After the war in Judaea, and after the Jewish Temple of Onias was closed down, where did Jesus go? Baigent writes; "Again, indulging in pure speculation, I would think it possible that Jesus and his family travel to a place of safety well away from Egypt and Judaea."

This then is said to be Narbonne, "a major Roman trading port at the mouth of the Aude River in France, had a Jewish population in the region."

It seems "plausible" so Baigent argues, "that the Jewish community in the south of France was the source of a document stating Jesus's existence in A.D. 45, and next fell in the hands of the southern French Gnostic group, the Cathars." (The Jesus Papers, page 266.)

Maybe not content with a non-existant manuscript however, Baigent seems to fall back on a conspiracy theory, "in hints and third hand rumours has always been talk of the existence of some documents that are dangerous to the Vatican."

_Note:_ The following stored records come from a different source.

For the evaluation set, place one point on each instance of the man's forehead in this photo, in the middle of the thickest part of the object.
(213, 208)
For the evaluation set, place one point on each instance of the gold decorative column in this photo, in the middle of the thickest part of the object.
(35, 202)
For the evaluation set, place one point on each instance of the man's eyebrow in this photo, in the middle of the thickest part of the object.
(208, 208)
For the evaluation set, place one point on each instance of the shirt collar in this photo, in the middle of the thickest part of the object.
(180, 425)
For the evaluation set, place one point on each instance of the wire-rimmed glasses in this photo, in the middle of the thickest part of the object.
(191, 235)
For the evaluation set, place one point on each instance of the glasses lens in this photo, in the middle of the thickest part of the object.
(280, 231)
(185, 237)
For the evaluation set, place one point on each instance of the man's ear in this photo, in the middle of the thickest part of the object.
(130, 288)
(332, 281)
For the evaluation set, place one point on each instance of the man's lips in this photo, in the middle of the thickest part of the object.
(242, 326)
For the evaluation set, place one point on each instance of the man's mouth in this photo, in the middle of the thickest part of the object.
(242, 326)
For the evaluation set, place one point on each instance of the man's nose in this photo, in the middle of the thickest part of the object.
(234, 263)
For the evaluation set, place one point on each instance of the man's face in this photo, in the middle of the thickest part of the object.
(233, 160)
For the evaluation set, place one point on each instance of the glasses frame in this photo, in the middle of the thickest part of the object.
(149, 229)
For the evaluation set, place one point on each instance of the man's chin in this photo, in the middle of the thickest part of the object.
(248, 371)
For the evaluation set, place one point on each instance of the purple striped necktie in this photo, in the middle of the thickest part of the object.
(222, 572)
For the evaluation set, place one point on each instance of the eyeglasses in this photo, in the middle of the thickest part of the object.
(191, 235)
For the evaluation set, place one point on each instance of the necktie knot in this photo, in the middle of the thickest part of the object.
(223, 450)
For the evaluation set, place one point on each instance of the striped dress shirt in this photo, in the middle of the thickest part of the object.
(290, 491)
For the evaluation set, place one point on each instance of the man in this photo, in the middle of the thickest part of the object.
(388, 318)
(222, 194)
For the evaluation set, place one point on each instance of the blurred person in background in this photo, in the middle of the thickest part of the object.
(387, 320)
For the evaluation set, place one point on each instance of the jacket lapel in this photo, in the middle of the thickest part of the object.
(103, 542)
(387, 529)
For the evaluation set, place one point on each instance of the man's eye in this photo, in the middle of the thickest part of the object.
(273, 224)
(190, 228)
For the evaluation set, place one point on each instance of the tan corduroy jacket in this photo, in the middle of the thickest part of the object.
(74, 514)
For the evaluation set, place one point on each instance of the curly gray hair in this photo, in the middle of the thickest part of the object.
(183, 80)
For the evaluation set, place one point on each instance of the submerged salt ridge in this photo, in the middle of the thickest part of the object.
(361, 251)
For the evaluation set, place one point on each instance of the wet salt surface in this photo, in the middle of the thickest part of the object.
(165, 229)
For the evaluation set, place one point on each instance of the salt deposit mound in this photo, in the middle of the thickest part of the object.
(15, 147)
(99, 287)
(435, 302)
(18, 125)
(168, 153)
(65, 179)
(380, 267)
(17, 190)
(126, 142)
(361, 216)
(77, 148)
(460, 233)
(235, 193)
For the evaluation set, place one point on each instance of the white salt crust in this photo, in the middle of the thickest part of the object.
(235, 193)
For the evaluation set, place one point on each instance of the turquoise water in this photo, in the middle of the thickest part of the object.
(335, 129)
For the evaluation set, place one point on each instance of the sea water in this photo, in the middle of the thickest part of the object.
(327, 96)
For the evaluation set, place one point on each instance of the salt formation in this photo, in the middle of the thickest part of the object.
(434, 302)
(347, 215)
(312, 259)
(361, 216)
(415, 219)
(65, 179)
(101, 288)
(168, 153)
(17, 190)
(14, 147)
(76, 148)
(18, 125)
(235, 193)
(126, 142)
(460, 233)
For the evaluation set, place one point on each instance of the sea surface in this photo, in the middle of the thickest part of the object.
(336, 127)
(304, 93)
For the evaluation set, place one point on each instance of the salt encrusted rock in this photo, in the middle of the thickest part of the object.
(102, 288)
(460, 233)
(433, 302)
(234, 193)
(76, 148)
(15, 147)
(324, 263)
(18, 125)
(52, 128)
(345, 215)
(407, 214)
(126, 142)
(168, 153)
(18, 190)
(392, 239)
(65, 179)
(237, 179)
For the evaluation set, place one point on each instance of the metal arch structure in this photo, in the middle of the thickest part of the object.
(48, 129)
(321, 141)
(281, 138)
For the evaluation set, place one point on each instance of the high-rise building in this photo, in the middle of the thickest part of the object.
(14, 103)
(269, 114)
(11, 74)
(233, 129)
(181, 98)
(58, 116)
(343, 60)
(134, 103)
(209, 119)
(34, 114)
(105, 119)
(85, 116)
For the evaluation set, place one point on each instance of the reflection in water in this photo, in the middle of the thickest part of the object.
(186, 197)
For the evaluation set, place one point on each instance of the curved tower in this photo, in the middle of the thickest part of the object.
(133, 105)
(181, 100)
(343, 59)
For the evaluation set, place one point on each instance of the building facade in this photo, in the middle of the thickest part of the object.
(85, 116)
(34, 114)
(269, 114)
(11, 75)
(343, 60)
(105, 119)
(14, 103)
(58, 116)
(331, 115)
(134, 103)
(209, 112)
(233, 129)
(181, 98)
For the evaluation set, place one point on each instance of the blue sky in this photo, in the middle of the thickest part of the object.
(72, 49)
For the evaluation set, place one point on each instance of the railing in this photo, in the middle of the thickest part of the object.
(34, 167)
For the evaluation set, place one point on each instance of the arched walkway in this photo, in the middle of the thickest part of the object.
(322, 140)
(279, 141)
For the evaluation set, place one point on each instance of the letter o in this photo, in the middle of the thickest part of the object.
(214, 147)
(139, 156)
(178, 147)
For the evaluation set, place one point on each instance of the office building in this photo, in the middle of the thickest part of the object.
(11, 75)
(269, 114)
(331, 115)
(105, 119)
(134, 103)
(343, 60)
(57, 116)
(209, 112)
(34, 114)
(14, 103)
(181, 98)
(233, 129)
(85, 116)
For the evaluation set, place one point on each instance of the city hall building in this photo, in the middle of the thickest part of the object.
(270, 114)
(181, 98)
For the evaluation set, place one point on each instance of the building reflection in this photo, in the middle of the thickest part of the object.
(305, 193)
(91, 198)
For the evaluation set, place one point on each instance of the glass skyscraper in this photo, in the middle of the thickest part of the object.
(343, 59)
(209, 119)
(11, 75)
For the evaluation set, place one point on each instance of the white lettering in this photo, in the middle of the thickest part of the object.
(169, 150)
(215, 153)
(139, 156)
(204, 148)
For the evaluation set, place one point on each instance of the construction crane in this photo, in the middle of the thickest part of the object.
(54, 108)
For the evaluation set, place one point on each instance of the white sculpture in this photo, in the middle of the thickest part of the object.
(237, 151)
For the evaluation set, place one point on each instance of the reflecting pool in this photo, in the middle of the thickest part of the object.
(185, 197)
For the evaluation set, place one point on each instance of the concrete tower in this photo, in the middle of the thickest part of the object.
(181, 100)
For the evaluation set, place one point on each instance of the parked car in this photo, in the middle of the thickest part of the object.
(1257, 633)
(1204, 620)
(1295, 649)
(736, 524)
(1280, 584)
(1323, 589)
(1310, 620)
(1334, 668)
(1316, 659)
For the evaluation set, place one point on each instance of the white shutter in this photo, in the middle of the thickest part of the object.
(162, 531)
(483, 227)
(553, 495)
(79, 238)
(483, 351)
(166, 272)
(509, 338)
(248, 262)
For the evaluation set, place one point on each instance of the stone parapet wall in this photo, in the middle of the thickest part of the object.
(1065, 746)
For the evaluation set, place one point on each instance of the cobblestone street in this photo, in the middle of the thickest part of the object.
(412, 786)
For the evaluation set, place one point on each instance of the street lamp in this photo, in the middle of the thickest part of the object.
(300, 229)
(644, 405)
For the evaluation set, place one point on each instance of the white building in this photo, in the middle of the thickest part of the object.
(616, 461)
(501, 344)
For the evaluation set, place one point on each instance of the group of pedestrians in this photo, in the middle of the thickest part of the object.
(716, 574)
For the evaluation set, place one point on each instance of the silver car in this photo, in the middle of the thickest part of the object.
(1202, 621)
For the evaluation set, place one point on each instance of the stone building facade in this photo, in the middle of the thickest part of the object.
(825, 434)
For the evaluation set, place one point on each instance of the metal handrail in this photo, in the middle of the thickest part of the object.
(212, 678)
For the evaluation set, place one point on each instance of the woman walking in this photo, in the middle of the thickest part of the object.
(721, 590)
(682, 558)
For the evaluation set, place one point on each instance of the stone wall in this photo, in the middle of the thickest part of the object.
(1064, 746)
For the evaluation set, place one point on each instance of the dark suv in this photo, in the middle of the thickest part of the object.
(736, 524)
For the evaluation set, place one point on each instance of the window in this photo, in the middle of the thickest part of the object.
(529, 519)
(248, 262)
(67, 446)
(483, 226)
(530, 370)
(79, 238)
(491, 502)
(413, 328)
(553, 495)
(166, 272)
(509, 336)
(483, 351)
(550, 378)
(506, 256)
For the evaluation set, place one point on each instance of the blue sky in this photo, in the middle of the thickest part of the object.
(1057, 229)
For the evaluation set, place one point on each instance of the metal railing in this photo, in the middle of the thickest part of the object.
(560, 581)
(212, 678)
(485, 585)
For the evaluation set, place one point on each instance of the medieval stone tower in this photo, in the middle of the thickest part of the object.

Pretty soon, the reader realizes that there probably won't be any "Jesus documents" — that this book is really a private credo, an intimate declaration of belief dressed up to be the religious bombshell of the millennium. But then the long-anticipated appearance of the documents comes (or does it?) near the end. Baigent meets with an unidentified antiquities dealer who shows him two pieces of parchment:

"Each was about eighteen inches long and nine inches high…. These were … the letters from Jesus to the Sanhedrin. They existed. I was silent as I fully enjoyed the moment."

Then he adds, "I wished above all that I might have a familiarity with ancient languages... It's like holding a treasure chest but not having the key to open it."

Earlier in the book, Baigent described himself as a devoted student of ancient history for many years, but here he can't even pick out Jesus' name nor does he have the dealer’s name, who is elusive and disappears from the story, after showing him what the parchment contained.

Finally on the second to last page of the book, comes the disclaimer: "It should be clear now that history is malleable: we have our facts, but we never have enough of them to be able to put our hands on our hearts and say; in all honesty; that we know for certain what happened."